Questions to Ask Yourself

  1. Are you familiar with the name Edward Donald Slovik (1920-1945)? Private Slovik was (and remains) the only United States soldier executed for cowardice. Slovik had deserted his unit during World War II and faced a court-martial. The court-martial found that Slovik had deserted “to avoid hazardous duty and to shirk important service.” He had “deliberately sought the safety and comparative comfort of the guardhouse.” Do some so-called Christians, like Private Slovik, deliberately seek the “safety and comparative comfort” of the church in order to avoid “hazardous duty” and to “shirk important service” for the Kingdom of God outside the church?
  2. What role did your parents and grandparents play in your coming to faith in Christ? Paul writes that he thanks the Lord whenever he recalls Timothy and prays for him night and day, remembering their tearful parting and Timothy’s “sincere faith.” This was the legacy of two of the New Testament’s heroic women: Timothy’s grandmother Lois and his mother Eunice. Take time to remember the relatives and friends who helped lead you to a saving knowledge of Jesus.
  3. What can you do to “keep stirring up the fire” of your faith?

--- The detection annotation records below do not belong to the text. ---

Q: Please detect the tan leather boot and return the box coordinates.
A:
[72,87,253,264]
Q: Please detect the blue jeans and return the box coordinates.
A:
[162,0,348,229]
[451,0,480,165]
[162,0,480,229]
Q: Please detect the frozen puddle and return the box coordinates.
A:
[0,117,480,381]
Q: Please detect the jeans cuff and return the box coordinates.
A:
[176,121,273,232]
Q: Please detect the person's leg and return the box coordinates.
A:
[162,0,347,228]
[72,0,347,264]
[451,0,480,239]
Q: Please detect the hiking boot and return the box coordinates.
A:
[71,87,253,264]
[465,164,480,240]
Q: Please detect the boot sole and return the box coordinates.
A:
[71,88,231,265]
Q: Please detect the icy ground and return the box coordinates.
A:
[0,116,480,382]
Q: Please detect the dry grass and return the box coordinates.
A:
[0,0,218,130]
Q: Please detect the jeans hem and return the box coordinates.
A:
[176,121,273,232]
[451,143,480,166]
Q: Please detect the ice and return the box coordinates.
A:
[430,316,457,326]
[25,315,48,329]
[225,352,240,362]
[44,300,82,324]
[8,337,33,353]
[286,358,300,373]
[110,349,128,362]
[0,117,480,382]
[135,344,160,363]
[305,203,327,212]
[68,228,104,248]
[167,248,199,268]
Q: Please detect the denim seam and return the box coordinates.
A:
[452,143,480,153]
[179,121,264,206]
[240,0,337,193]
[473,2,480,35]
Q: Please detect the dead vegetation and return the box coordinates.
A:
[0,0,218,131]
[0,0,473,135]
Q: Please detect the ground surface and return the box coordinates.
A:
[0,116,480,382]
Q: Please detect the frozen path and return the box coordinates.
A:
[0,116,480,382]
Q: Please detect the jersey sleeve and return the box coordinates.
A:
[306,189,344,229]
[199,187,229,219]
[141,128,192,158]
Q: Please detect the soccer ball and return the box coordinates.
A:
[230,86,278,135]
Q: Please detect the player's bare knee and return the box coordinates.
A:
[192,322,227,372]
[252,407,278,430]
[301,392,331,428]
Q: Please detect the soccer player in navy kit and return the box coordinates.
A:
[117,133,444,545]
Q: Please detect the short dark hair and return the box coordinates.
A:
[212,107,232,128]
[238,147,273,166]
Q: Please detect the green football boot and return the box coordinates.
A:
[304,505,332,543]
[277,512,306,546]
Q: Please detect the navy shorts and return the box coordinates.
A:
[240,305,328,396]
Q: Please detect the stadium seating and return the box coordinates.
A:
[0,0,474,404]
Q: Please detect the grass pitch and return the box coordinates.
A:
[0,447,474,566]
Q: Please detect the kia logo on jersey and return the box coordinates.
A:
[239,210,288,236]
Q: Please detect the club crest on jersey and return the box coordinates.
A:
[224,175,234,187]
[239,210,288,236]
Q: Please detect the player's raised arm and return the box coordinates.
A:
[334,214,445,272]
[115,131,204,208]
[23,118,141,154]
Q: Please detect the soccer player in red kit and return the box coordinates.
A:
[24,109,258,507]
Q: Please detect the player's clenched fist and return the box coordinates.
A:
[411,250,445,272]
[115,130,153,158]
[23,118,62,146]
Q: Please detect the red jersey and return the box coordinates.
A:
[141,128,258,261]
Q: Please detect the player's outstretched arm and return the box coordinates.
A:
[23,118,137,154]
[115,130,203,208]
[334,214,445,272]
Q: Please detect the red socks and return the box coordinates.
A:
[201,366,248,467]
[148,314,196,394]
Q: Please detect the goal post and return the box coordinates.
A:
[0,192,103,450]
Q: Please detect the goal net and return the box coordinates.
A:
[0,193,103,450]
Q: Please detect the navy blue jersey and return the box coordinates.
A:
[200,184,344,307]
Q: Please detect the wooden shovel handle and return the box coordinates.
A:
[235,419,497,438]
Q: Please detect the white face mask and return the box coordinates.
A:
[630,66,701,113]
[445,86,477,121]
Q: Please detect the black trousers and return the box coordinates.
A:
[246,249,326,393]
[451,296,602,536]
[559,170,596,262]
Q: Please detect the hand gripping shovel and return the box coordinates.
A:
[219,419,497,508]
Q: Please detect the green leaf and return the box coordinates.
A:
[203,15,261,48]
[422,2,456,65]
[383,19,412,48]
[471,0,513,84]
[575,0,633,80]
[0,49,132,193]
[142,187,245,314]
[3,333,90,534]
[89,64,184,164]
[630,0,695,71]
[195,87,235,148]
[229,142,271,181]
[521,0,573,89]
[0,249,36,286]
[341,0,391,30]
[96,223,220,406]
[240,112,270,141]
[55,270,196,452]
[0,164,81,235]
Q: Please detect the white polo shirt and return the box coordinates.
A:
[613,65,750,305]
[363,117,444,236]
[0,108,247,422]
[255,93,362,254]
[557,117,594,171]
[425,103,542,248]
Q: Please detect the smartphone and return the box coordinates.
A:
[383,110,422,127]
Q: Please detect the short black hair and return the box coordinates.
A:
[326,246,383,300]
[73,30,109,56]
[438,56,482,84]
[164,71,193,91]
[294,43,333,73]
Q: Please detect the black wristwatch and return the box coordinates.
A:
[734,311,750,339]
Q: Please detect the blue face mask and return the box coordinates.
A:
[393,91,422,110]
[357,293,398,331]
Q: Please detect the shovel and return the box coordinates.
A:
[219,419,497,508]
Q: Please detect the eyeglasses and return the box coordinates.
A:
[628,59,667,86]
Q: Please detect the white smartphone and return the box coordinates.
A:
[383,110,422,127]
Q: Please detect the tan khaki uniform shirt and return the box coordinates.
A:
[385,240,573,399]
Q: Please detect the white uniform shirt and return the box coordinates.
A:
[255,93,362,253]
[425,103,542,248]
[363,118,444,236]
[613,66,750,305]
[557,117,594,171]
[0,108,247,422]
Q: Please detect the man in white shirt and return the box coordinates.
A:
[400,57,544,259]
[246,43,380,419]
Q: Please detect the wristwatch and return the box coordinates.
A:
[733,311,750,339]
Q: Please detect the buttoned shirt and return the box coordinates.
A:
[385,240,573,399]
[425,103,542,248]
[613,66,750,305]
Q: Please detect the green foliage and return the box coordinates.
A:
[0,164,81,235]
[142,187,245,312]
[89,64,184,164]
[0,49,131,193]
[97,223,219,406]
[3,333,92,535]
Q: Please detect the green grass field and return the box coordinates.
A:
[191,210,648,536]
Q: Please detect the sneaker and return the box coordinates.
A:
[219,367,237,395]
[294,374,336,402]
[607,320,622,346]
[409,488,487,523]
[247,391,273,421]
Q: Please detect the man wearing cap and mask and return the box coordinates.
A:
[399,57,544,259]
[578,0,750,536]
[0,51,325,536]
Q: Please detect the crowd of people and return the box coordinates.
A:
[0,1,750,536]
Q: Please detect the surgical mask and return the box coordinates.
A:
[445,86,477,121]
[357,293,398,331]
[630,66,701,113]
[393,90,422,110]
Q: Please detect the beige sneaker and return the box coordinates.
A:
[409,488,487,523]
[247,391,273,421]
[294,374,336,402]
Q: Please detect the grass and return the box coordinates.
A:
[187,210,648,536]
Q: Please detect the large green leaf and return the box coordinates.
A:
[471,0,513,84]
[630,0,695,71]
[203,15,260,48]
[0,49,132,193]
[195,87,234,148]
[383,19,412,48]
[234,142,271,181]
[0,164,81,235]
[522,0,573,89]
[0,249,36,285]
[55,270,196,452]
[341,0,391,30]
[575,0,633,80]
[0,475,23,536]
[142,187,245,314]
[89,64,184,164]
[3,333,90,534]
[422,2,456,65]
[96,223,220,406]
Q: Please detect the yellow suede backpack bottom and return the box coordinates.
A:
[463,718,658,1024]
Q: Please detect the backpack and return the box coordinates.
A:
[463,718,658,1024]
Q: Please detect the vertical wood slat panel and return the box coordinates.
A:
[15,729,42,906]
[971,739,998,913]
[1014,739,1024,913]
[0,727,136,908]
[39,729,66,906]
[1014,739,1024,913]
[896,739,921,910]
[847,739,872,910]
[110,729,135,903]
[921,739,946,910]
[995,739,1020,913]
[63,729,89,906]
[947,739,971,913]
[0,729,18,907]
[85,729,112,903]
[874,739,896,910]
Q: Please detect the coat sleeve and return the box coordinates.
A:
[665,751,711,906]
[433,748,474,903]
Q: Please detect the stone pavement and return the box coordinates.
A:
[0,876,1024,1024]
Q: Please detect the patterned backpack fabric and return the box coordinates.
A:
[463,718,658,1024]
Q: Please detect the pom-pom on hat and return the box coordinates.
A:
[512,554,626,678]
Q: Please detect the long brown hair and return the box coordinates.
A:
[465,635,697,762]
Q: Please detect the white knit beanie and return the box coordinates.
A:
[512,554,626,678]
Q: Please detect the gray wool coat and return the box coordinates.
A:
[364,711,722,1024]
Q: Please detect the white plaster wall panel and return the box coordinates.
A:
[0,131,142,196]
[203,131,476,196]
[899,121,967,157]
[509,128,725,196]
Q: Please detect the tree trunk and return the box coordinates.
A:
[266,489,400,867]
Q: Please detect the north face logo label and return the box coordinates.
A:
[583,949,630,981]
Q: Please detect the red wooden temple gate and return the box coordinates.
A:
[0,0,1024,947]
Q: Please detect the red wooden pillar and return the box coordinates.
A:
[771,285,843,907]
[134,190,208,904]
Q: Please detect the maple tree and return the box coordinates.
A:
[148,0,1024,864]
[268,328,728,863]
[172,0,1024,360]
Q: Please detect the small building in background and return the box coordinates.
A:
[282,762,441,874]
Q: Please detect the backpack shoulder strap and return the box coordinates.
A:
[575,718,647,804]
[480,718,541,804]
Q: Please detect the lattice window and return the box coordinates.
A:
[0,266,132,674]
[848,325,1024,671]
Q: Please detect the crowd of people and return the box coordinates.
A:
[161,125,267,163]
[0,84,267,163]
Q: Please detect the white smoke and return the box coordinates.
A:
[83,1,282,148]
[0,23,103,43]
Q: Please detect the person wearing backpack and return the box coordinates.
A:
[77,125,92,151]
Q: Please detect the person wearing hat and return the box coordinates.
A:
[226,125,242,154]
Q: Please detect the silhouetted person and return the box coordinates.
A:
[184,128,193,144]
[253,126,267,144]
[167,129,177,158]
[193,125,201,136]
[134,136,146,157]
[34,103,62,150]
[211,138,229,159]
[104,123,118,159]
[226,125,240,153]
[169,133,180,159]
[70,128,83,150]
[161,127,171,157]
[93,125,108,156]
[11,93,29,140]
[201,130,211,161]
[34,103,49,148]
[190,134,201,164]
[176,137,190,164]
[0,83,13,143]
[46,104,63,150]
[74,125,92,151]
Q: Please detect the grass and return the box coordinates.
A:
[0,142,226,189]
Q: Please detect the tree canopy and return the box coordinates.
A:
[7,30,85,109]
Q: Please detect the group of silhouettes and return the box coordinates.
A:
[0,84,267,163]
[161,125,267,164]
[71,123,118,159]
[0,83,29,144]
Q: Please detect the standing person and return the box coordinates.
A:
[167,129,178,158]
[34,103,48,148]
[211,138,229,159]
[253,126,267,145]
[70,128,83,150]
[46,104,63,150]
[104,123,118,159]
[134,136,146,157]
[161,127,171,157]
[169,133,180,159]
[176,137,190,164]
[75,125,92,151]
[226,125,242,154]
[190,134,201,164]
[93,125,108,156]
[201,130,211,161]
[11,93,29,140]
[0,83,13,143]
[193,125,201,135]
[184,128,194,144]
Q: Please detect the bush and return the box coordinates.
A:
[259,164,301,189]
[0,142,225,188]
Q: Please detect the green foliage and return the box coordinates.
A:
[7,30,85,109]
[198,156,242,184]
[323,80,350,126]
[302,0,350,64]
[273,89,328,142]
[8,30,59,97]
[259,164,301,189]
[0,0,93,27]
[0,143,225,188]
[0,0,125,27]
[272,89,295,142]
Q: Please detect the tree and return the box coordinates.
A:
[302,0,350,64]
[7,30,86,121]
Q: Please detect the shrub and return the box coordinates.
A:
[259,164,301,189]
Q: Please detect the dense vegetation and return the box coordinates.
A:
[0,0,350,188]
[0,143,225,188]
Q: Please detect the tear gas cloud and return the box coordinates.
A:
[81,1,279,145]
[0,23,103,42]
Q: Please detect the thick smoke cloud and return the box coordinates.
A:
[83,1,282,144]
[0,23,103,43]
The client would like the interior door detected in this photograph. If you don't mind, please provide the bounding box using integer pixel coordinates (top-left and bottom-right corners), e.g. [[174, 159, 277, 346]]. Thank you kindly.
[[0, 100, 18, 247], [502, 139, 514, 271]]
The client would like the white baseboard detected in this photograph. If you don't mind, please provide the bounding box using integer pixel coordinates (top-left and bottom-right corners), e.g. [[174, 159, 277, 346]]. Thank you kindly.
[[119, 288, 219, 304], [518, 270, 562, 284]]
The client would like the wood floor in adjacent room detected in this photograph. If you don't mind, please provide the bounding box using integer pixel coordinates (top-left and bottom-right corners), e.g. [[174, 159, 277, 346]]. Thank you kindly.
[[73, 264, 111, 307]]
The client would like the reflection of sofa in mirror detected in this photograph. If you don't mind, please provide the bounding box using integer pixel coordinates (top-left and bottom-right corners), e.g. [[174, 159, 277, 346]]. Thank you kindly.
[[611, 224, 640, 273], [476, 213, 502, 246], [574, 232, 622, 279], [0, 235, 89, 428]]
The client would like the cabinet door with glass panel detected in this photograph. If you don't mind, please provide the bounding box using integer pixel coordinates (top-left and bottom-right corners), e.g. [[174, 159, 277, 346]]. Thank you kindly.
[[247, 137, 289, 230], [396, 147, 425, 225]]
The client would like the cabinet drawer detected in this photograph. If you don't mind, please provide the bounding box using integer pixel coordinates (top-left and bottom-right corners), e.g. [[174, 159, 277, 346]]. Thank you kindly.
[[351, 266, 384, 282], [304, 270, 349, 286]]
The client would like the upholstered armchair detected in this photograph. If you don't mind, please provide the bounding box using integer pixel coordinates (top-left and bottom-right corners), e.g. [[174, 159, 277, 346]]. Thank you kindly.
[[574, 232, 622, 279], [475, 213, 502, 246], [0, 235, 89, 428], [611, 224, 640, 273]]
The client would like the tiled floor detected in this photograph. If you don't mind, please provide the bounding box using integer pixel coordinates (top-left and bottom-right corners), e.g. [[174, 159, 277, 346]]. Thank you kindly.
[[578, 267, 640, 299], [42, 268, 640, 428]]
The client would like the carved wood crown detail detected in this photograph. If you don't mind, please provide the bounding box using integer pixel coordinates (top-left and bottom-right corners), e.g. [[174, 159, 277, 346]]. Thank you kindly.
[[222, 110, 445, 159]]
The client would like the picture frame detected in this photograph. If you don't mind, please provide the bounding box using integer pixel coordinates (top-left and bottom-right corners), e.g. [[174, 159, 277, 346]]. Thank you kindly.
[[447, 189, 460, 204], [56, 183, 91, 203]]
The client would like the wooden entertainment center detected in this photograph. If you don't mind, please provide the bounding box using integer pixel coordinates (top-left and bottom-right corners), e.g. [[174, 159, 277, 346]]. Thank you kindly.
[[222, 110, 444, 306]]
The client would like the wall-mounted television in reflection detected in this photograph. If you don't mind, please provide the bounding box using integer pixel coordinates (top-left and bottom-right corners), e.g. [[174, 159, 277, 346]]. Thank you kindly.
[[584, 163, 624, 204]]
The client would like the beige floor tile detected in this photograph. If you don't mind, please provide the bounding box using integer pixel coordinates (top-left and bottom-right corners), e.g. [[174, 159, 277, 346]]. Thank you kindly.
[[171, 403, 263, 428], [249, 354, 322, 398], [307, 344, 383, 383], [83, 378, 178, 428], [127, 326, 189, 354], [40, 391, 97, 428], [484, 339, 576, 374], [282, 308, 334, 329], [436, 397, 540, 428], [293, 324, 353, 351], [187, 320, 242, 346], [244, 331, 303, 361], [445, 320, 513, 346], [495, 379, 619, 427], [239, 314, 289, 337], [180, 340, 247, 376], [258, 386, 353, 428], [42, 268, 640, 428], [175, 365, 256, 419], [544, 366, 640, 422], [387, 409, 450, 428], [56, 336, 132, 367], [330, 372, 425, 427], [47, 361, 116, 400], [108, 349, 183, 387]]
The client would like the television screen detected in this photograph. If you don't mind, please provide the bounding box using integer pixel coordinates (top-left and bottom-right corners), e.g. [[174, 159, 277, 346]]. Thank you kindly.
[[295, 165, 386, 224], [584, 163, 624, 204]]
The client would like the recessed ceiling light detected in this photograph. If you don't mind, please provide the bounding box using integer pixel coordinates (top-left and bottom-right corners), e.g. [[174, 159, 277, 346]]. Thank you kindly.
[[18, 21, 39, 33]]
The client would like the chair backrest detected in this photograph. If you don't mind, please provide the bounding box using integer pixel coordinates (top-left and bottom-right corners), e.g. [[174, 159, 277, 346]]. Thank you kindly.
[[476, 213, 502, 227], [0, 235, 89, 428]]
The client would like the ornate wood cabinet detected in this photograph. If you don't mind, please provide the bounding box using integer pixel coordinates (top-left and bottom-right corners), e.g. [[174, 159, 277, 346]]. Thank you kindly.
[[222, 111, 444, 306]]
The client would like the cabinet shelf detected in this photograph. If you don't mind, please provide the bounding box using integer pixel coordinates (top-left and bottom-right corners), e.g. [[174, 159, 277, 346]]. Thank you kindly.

  4. Assuming you will die soon, write an urgent letter of advice and encouragement to your family, a close friend, or leaders of your church.

Missions Prayer
Pray for frontier missions work around the world. Frontier peoples are those among whom there are no Christians. There is no way for them to be discipled unless someone crosses the cultural barrier to tell them about Jesus. Some of our global workers make digital resources that can be shared in frontier settings.